Monsieur le haut-commissaire
Au cœur de l’intrique, il y a le haut-commissaire de la République De Roller, interprété par Benoit Magimel. Ce notable débonnaire incarne la continuité de l’Etat, à défaut de son autorité. La rumeur qui circule le préoccupe en premier lieu. Sauf qu’il n’est au courant de rien. Il consacre alors toute son énergie à tenter de découvrir ce qu’il en est vraiment. On le suit ainsi, toujours impeccablement vêtu de son costume blanc, à la recherche d’une vérité qui lui échappe.
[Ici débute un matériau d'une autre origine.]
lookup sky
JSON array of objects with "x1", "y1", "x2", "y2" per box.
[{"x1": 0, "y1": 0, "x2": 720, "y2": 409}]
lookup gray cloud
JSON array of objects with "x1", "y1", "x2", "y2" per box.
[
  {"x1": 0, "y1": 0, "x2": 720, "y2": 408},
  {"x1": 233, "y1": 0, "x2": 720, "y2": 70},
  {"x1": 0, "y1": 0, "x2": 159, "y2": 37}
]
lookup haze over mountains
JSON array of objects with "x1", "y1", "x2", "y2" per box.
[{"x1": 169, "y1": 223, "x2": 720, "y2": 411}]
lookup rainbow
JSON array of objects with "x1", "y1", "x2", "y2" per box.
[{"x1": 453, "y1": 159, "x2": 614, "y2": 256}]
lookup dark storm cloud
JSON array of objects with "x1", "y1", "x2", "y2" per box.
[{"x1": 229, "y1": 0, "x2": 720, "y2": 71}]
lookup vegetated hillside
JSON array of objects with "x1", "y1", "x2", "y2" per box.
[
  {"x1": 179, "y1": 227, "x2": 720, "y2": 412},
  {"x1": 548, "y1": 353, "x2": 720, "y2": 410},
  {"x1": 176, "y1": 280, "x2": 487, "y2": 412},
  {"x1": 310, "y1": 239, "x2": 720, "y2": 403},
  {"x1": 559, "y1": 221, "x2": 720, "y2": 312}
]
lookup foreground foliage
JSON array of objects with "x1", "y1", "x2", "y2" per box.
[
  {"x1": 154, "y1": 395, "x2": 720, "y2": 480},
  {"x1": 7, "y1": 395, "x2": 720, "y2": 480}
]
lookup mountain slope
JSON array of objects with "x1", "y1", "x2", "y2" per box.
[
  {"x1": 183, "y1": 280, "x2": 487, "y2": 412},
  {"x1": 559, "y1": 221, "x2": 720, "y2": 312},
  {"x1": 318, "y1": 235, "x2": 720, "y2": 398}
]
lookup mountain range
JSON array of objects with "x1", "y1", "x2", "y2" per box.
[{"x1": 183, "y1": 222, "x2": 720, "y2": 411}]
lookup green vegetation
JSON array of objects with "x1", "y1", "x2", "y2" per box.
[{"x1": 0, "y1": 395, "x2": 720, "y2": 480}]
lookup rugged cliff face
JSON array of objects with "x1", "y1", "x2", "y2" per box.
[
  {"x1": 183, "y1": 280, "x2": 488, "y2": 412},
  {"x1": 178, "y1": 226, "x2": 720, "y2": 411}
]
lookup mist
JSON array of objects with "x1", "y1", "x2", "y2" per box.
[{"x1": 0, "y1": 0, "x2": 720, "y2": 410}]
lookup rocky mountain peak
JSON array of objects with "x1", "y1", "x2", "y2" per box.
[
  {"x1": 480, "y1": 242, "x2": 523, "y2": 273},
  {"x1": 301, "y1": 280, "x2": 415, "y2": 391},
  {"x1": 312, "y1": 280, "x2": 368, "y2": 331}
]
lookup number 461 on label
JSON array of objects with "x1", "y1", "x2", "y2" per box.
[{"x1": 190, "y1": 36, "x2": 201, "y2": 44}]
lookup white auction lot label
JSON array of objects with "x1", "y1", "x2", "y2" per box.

Au Paradise Night d’abord, la boite de nuit fréquentée par un amiral amateur de jeunes marins ; puis sur un spot de surfers et enfin dans un village d’indépendantistes. De Roller s’interroge sur l’influence étrangère à laquelle ces derniers pourraient être soumis, russe, américaine ou chinoise ? Un fonctionnaire zélé mais inquiet, toujours en décalage (en inadéquation pour reprendre un terme cher au réalisateur) qui apporte au film une touche humoristique subtile.
Qué Serra serra
Disons-le tout de suite, ce qui intéresse Albert Serra n’est ni l’action, ni l’explicitation des situations. Bien qu’il y ait là matière à un véritable thriller – menaces diffuses, mensonge d’état et agents infiltrés (ou pas) – le réalisateur espagnol vide le film de son potentiel substrat spectaculaire lui préférant une succession de tableaux, réalisés en plans fixes d’où émerge une réalité. Non pas la réalité de l’histoire – car le réalisateur explique bien qu’il n’y en a pas a priori mais une réalité parmi toutes celles que la contingence du montage permet. De fait, le dispositif scénique choisi par Serra – et qui laisse aux acteurs une grande liberté -, joue sur la vulnérabilité de ces derniers. Ignorant tout du scénario, mais cernés en permanence par trois caméras, les interprètes se retrouvent eux-même sous une pression invisible semblable à celle que le réalisateur entend dénoncer en filigrane. Celle que le capitalisme exerce continuellement sur les populations et sur la nature. Pacifiction est d’abord un film sensitif, mais c’est aussi un grand film politique à sa manière.